OpenGL ES should provide a good evolutionary path for the technology. The evolution should be very dynamic, too, since new phone models are released almost seasonally and smartphone users replace their hardware within every couple of years or sooner.

How big of a selling point will gaming need to become to get Nokia to adopt new processor technology at near the speed of the Asian markets? Seeing OpenGL ES 2 phones before the third quarter of 2008 in western markets would be good. Also, for the current generation 3D, one of the more gaming-oriented phone models should go all-out and use a ~165-Mhz-clocked graphics core.
 
Seems like Nokia knows how to commit to this platform for the long-term.

OpenGL ES should provide a good evolutionary path for the technology. The evolution should be very dynamic, too, since new phone models are released almost seasonally and smartphone users replace their hardware within every couple of years or sooner.

How big of a selling point will gaming need to become to get Nokia to adopt new processor technology at near the speed of the Asian markets? Seeing OpenGL ES 2 phones before the third quarter of 2008 in western markets would be good. Also, for the current generation 3D, one of the more gaming-oriented phone models should go all-out and use a ~165-Mhz-clocked graphics core.

Nokia has been one of the most active companies in OpenGL ES 2.0 specification, and will certainly be one of the first to productize it (if not, consider me sacked:). Perhaps the most appealing feature of ES2.0 is the fact that industry gets rid of fairly large amount of vendor specific extensions that causes fragmentation to market and gives grey hair to the developer.

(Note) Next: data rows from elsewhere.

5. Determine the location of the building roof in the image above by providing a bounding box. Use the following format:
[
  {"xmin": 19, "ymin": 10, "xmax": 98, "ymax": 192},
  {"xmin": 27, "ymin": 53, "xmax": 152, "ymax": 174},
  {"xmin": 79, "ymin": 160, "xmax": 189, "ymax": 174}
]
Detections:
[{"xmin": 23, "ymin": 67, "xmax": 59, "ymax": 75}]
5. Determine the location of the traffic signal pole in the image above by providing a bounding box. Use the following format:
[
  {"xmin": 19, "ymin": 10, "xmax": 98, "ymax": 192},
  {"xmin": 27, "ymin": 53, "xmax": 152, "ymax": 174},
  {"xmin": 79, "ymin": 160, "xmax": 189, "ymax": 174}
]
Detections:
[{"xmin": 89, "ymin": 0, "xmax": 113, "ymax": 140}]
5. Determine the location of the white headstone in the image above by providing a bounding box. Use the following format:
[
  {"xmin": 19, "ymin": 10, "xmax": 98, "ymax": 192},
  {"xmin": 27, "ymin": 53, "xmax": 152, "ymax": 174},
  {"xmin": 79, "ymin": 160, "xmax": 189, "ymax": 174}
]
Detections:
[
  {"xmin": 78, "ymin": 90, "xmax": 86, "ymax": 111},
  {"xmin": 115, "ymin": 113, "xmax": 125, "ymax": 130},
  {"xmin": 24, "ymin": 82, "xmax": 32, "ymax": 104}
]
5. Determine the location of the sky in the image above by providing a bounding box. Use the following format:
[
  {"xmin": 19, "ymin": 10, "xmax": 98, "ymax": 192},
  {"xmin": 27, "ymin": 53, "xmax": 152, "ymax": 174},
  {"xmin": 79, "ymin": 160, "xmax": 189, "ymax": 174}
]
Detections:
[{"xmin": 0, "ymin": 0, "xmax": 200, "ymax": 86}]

As said earlier, we try to do everything to minimize the feature differences between the devices. Let's take N93 for an example. We decided not to expose any of the hardware's vendor specific extensions, including vertex shaders. This was a painful decision but removed need of quite substancial double-codepath from applications. However, we did leave vendor specific texture compression available, since omitting that would have caused significant performance hit. In this case though, it is quite stright-forward from developer to include both compressed and non-compressed textures. This is one reason we drove OES_compressed_ETC1_RGB8_texture to ES2.0 spec. Every Nokia ES2.0 device will feature this compression format, guaranteed. And it seems to be no problem for every gfx core vendor out there to support it.

To answer to your question, my feeing is that gaming alone will never justify the adoptation speed of Asian market. There is no point of being the first in the market, but to be the first profitable in the market. However, gaming is not the only use case for graphics. Our S60 UI already is totally based on SVG, and OpenVG acceleration is becoming more and more important. In addition, OpenGL ES will be featured in number of non-gaming applications in future. And all of these combined justify the existance of graphics hw in a convergence product like our handhelds are.